A benchmark that provides performance results of concurrent memory accesses has been developed. This benchmark is similar to the previous one, as it compares the bandwidth to memory using an isolated core (reference) with the one obtained when accessing by pairs. Our approach to calculate the bandwidth is based on similar tools which measure it, such as STREAM [17] . In our case, it is the bandwidth from the copy of all the elements stored in one array to another (these arrays must not fit in cache).
The algorithm of the benchmark is shown in Figure 6 . For each pair of cores, the bandwidth of one core when both of them are concurrently accessing to memory is calculated and compared to the reference value, it means, the memory bandwidth when accessing with an isolated core. A bandwidth for concurrent accesses significantly lower than the reference indicates an overhead.
However, distinguishing the different magnitudes of overhead and which pairs suffer each of them is also interesting.
To do it, the algorithm works with two arrays: BW , with the different bandwidths lower than the reference value, and P m , which contains the pairs of cores which cause each overhead (P m [i] is the list of the core pairs which obtained a concurrent bandwidth similar to BW [i]). When a bandwidth lower than the reference value is found, the algorithm searchs in the BW array if any previous pair already obtained a similar overhead. In this case, the pair which is being studied is added to the list of P m corresponding to that bandwidth. Otherwise, this is the first pair with that specific overhead, so BW and P m are updated appending to them a new entry with the new bandwidth and a list with the studied pair, respectively. This knowledge about memory access overhead of groups of cores can be used to analyze the scalability of the memory access performance. This parameter has an special importance, as autotuning could optimize codes by limiting the number of cores accessing to memory if a poorly scalable memory system is detected. Characterizing the effective bandwidth according to the number of threads that are being executed only requires one group per overhead. For instance, for the previous example, the concurrent memory access bandwidth of the cores 0, 1 and 2 is the same as the one for cores 3, 4 and 5. Therefore, using the arrays BW and P m , the effective bandwidth to memory can be characterized without using all cores.

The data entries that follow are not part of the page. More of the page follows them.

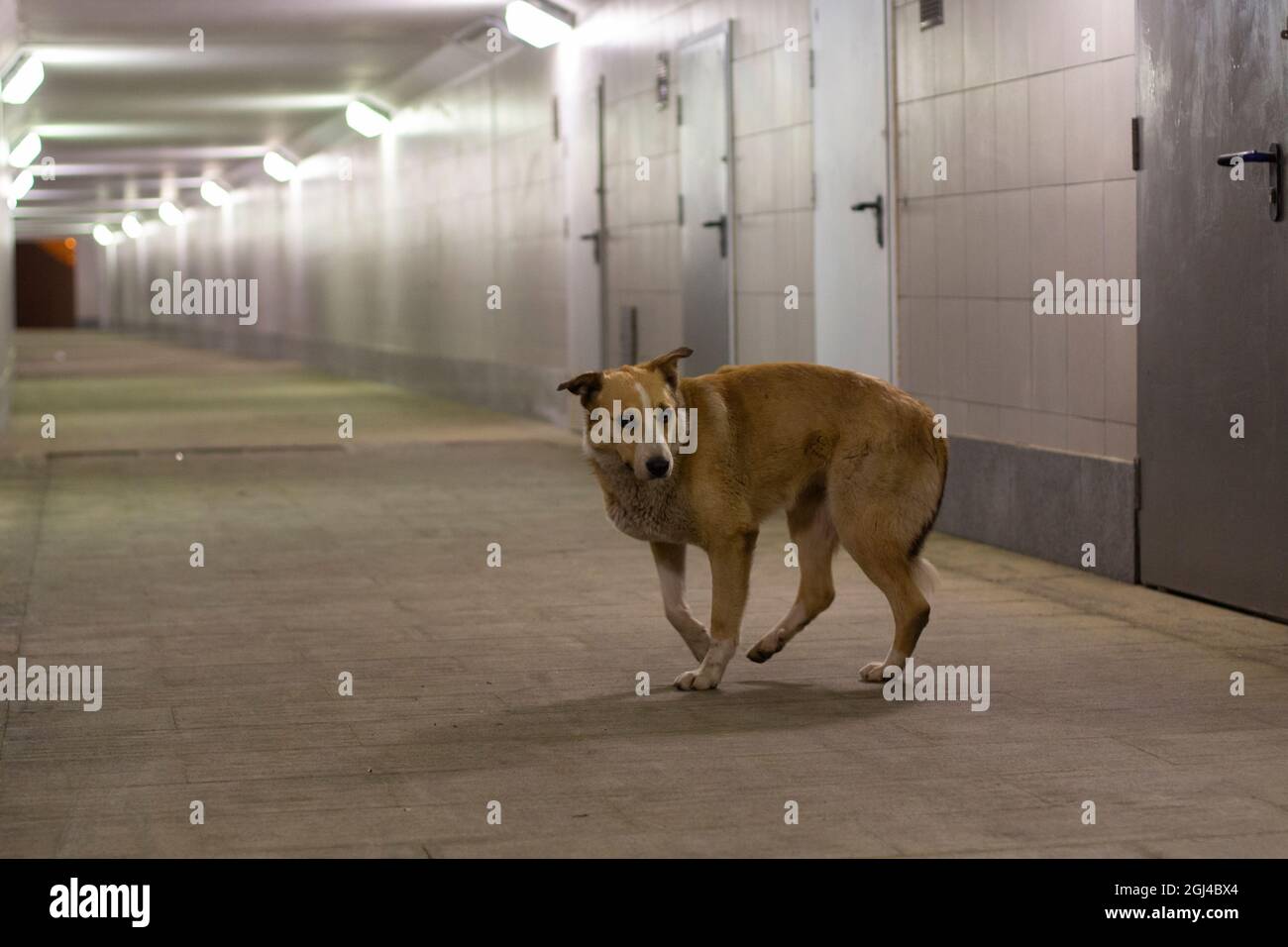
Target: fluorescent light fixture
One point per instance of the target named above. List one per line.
(365, 120)
(278, 167)
(170, 214)
(213, 193)
(21, 185)
(24, 81)
(26, 151)
(537, 24)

D. Determination of Communication Costs
Currently, many optimization techniques that can be used in autotuned applications for clusters of multicores are focused on reducing the communication overhead taking into account the different latencies [9] , [10] .
Traditionally, the characterization of the communication overhead has been done using extensions either of the LogP model [18] or of the Hockney's linear model [19] . However, both of them show poor accuracy on current communication middleware on multicore clusters [20] , which implement several communication protocols, both depending on the message size and the communication layer (e.g., high-speed networks, inter-process and intra-process shared memory transfers).
In this section a new benchmark which provides a more accurate communication overhead characterization is proposed. The characterization provided by our benchmark is divided in three parts. Firstly, communication layers (sets of pairs of cores whose communication costs are similar) are established. Then, these layers are used to characterize communication performance and, finally, to evaluate the scalability of the communication system.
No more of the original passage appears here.